One comfort may lie in the knowledge that for all the changes Gingrich has wrought and the controversy he has generated, neither Clinton nor Dole can afford to let him expire. A top Dole operative admitted last week that the Senate majority leader needs Newt around to play bad cop, to attack Clinton next year, while Dole poses as presidential, safely above the undisciplined, baby-boom fray. A critically wounded Newt can't perform that mission well. Once just a GOPAC mission, "Newt support" is now a G.O.P. imperative.

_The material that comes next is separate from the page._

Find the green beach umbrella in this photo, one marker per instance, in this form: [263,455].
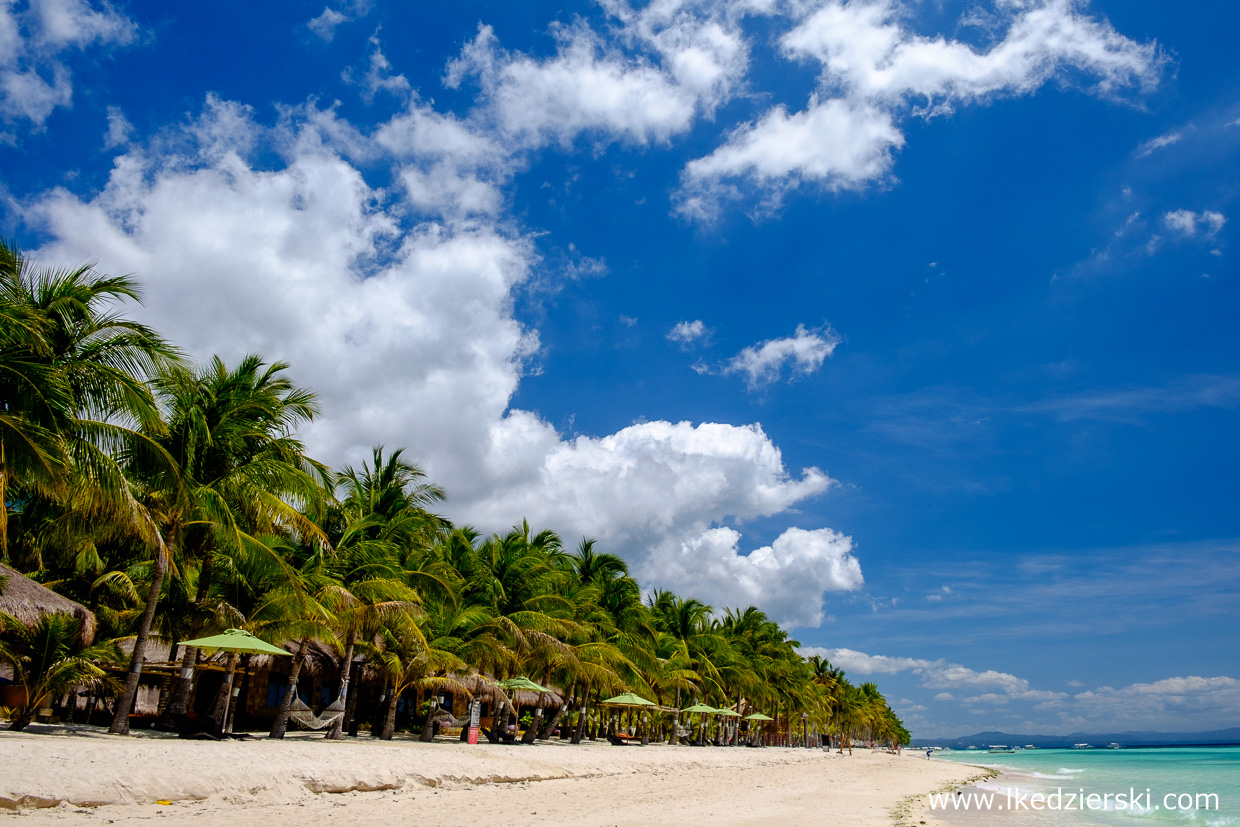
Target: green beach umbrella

Gingrich needs Dole for his own reasons. He may not always trust the majority leader to bear the banner of the revolution. (He has called him "effective," though maybe not "comfortable" with it.) But that may not matter. What Gingrich needs is a Republican President, even a squishy one, to sign bills into law. He's already sketched the backdrop for the campaign. "When Bob Dole and Phil Gramm give a speech in New Hampshire, it's to a crowd of people who have Newt Gingrich's world view," says Norquist. If Dole wins, and Gingrich is still Speaker, it is hard to imagine the Republican President vetoing any major initiative that Congress sends to the White House.

As for Clinton, he needs Gingrich too. The Speaker has given the long embattled Commander in Chief his first effective foil since George Bush left the stage three years ago. Compared to Newt, Clinton can appear measured, careful with his words, disciplined in his behavior. Compared to Newt, Clinton looks like a wise elder, a steady commander of the armed forces. In that sense, Newt is Clinton's redemption, the man who made the President "relevant" again--and just when it started to count.

That dynamic is all the more surprising given the similarities between the two men. Born three years apart, each was the eldest child of a lively and worshipful mother; each tangled with a gruff stepfather. They both can produce elementary school teachers willing to testify that they each landed exactly where he always intended. Both are natural teachers, verbally promiscuous and deeply pragmatic. Both sacrificed everything for their public lives, but indulged themselves in their private lives: both are overeaters who tried pot and chased women. Neither served in Vietnam. And both own '67 Mustangs.